The strategic review was launched by Antonio Horta-Osorio, its new chief executive who left Santander UK to join Lloyds on March 1.
The bank says it plans to simplify the group to improve service and deliver £1.5bn of annual savings in 2014, through better end-to-end processes and IT platforms, as well as a delayered management structure and simpler legal structure.
The total cost of the programme will be approximately £2.3bn.
It says the cost savings will enable an additional £2bn of investment over the period 2011 to 2014 to grow its core customer franchise.
Lloyds Group expects to cease trading in 15 of the 30 countries it currently offer services in and will instead focus on UK operations and revitalising its Halifax brand.
The report says: “We will revitalise Halifax as a leading challenger brand in UK retail banking and invest behind Lloyds TSB and Bank of Scotland as leading relationship brands. We will also make a commitment to keep total branch numbers at the same levels through the period, and not to offshore further UK permanent operational roles.”
The lender has also reaffirmed its commitment towards Scottish Widows.
The bank however does not make any new mortgage lending commitments.
The four areas its cost savings will come from are:
- Operations and processes: It will conduct an end-to-end redesign of its processes, which will include significant process automation, and will materially reduce the number of IT applications. It says this will improve the customer experience increase productivity, and reduce risk, complexity and costs.
- Distribution and channels: It intends to create a ‘highly efficient distribution platform’, through streamlining its product suite and migrating products to digital distribution channels, encompassing the internet, mobile applications and telephony.
- Sourcing:It says it will optimise its demand management, simplify specifications and further strengthen supplier relationships, reducing the number of suppliers to the Group from around 17,000 to under 10,000, and further focusing on a core group of lead suppliers, to achieve approximately a 15 per cent saving on addressable spend.
- More agile organisation: It says it plans to create a more agile organisation through further delayering its management structure, centralising control functions, and creating a simpler legal structure.
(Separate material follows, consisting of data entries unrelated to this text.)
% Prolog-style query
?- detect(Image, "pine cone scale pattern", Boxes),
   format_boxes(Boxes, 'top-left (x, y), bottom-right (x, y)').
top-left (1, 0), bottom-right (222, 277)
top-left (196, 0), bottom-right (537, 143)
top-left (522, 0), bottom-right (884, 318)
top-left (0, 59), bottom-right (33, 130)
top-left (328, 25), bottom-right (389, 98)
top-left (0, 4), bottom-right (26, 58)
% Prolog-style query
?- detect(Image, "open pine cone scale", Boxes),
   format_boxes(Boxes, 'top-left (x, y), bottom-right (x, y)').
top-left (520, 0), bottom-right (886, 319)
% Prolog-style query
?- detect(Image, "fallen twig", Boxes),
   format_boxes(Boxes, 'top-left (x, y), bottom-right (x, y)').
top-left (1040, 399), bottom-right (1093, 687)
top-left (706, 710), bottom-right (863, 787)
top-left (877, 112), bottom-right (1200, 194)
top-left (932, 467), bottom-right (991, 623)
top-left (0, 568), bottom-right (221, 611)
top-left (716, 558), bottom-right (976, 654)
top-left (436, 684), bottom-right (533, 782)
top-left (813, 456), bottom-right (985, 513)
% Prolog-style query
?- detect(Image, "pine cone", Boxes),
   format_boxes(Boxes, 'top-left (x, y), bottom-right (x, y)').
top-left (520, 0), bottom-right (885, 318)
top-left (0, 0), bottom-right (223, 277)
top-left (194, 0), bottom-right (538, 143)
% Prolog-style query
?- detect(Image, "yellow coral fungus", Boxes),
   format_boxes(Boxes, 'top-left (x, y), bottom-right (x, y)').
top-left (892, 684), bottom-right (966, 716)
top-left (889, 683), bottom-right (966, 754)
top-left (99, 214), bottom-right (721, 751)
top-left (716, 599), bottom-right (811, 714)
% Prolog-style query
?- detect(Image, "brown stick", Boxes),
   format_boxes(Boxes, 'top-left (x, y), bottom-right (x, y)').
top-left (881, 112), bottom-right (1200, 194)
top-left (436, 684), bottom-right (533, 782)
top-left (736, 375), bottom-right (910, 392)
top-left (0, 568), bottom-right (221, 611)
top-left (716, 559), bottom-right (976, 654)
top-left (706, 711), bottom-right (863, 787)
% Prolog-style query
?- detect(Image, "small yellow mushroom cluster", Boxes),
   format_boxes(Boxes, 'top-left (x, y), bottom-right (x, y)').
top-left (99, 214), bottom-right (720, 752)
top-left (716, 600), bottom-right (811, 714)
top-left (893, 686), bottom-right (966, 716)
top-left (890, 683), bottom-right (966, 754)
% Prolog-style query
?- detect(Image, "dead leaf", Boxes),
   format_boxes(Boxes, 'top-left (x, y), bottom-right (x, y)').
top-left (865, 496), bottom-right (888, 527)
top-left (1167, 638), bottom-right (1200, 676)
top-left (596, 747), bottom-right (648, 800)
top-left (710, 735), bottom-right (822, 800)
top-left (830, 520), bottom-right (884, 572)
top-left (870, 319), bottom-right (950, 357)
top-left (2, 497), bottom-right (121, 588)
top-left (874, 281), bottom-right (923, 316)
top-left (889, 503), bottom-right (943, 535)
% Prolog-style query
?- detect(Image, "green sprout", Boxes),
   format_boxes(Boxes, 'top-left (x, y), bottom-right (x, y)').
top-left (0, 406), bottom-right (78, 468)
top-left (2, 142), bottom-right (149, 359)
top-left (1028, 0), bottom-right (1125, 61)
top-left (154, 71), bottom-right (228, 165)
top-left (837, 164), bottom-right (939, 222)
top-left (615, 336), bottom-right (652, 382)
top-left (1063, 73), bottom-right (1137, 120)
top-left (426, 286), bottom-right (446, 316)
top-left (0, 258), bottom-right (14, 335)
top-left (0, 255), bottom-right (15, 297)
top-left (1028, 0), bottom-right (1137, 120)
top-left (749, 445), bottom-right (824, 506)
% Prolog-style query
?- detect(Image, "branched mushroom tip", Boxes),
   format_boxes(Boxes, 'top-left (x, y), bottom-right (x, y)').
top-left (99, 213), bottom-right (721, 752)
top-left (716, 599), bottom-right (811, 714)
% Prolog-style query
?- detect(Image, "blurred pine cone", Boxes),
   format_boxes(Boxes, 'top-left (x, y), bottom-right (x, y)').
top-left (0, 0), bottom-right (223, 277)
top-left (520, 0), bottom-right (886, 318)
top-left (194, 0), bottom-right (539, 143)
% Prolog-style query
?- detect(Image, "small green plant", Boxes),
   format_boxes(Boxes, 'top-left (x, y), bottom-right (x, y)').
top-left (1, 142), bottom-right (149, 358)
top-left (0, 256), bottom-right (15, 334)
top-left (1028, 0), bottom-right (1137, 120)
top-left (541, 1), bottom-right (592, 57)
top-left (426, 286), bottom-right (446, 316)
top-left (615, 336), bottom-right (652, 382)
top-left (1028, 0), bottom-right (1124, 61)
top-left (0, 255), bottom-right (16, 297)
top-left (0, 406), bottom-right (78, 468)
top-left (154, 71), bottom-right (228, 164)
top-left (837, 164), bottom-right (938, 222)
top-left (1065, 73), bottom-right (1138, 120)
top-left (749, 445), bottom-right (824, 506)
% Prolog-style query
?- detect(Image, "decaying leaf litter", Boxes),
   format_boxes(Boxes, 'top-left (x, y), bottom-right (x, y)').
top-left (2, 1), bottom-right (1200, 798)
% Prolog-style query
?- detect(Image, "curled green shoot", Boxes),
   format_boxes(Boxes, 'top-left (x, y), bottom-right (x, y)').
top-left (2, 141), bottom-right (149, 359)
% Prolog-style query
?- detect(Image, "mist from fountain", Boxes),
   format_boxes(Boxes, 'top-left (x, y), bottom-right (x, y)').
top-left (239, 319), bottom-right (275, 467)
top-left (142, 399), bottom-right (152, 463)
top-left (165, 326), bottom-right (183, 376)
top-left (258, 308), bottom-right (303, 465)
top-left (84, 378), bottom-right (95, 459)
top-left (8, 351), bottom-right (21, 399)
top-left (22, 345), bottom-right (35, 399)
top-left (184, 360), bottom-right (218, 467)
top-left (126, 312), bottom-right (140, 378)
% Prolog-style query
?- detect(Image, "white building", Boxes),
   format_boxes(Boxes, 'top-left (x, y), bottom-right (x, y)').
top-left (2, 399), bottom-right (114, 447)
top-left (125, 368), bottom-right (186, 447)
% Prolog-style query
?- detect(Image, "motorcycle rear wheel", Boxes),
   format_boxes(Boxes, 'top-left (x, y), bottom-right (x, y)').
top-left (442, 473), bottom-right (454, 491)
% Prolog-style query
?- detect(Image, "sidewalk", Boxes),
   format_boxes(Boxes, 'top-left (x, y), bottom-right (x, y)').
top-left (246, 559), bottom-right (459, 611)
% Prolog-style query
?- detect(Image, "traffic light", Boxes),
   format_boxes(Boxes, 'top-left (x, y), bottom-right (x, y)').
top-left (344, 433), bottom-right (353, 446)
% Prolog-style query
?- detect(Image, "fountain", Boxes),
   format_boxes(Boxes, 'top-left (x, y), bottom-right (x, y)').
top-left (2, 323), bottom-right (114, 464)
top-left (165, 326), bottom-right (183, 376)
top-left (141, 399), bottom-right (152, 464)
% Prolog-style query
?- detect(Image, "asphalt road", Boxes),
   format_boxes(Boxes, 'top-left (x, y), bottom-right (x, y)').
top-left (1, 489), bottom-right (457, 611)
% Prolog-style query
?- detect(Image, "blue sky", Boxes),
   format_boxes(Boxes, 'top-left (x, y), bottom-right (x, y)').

In the report it says: “Our focus will be on reduction in middle management, bringing our top team closer to the customers and front-line staff, and are today committing to keeping total branch numbers at the same levels excluding the EU mandated sale through the period, and to the present policy of no further offshoring of UK permanent operational roles.
“We expect a reduction of 15,000 roles as a result of the simplification programme over the period.”